But it doesn't take the unraveling of its primary plotline for Machete Kills to initiate the bloodshed; within minutes into the film, the carnage erupts. The sensationalist splatter of human body parts occurs rapidly amidst a raunchy backdrop of choppy, gratuitous spectacle.

The movie is designed to be tawdry - and it thinks that's where it can derive its charm. With the exception of a few moments of clever, whimsical dialogue and action so implausible it incites a self-deprecating self-awareness one can momentarily appreciate, the film fails miserably at satire - too immersed in the very things it tries to poke fun at.

At times, Rodriguez playfully skewers genre movies with an amusing sense of ironic composition. In recent years, the auteur filmmaker has earned a reputation that has made his films a place actors have perplexingly found attractive. And here, we see that manifest in a cast so star-studded it leaves you puzzled how so many of these actors signed up to occupy such small roles in an overall piece of narrative illogic.

The cast includes: Cuba Gooding Jr. (Lee Daniels' The Butler), Mel Gibson (Get the Gringo), Antonio Banderas (Justin and the Knights of Valor), Sofia Vergara (Modern Family), Jessica Alba (Escape from Planet Earth) and Lady Gaga (The Simpsons).

Sheen graces the screen in his play-hard, party-hard persona as POTUS - and it reminds you what world you've entered when 10 minutes into the movie, the president drinks from a shot glass.

Gibson doesn't enter the plot (if you want to call it that) until the second half of the picture, as he is discovered as the creator of the missile launcher wired inside Mendez. He is a billionaire with the aspiration of wreaking havoc on planet earth - which he plans to euphorically witness watching from outer space.

Gibson's naughty demeanor actually works well in the role; he has a knack for conveying a sicko with deleterious intentions - hard to imagine where he gets it from.

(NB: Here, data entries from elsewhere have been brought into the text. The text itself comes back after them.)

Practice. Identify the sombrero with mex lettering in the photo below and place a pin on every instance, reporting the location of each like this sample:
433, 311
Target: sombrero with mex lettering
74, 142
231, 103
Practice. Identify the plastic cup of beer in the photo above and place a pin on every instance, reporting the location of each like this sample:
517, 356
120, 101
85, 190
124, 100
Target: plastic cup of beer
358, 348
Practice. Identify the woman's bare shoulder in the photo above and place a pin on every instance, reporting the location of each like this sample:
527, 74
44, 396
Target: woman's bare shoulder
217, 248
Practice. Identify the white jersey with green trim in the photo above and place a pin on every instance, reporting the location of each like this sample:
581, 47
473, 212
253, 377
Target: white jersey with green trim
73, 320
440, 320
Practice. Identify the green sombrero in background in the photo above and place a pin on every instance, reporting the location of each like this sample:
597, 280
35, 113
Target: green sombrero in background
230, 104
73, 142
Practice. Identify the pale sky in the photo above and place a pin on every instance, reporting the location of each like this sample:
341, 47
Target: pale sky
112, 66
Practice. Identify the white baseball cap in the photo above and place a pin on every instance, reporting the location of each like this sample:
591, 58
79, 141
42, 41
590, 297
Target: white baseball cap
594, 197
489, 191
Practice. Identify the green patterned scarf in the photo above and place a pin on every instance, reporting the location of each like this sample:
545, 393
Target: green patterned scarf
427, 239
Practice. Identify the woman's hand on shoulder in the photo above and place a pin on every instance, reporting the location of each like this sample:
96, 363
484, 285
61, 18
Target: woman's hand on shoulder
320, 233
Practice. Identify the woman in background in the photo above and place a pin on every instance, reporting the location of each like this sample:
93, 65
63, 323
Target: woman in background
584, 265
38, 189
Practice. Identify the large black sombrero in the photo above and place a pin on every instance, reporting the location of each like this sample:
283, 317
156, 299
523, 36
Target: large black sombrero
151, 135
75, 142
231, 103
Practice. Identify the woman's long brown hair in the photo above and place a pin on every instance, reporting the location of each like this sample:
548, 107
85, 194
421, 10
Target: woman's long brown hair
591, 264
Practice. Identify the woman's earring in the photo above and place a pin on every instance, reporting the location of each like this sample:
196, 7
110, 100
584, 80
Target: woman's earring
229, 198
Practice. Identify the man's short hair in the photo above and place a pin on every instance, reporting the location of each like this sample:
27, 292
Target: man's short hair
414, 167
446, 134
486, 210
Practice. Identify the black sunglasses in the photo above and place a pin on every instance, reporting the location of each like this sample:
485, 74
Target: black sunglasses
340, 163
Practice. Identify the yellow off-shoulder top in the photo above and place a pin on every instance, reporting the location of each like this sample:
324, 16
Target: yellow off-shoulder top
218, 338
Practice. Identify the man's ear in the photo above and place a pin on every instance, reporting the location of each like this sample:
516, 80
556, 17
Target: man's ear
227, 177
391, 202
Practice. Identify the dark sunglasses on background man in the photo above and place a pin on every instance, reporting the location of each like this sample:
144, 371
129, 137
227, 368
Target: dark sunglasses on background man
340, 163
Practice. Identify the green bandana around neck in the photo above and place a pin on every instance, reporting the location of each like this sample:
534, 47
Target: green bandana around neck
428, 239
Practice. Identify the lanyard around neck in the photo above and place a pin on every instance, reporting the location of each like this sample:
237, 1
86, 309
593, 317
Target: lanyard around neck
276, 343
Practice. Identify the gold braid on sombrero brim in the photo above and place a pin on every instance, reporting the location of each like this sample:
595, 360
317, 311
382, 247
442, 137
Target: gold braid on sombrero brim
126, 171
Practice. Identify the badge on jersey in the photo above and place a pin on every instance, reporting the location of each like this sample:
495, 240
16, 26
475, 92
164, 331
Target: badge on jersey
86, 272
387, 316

The film itself is wedged in between two coming attractions for future films of Rodriquez's - a sequel to this sequel. It's called Machete Kills Again... In Outer Space! and it promises to deliver casting again some of the usual players we have already grown accustomed to in this series.

If Machete Kills is a worn-out piece of dreck, and if the history of sequels taking a series downward holds true, the next installment promises to be another yawn inducer. Even when it seems fun, it fatigues every particle of its amusement by refusing to practice any technical restrain.

It is an overemphasized, overindulgent, overdone work of exploitation. And for all its incessant packing, it has everything but a message; it's all style and no substance.

Rodriguez has a lot of fun with the endless homage to Star Wars throughout the picture, but Star Wars, whatever it might be, has content embedded in its flair. Style isn't there for its own sake; it's there to convey meaning.

When exploitation films work, they do so because they have purpose. For instance, Melvin Von Peebles' Sweet Sweetback's Baadasssss Song really has something to say. And for all its reverence for tradition, Machete Kills seems to forget that key ingredient. And that is its fatal flaw.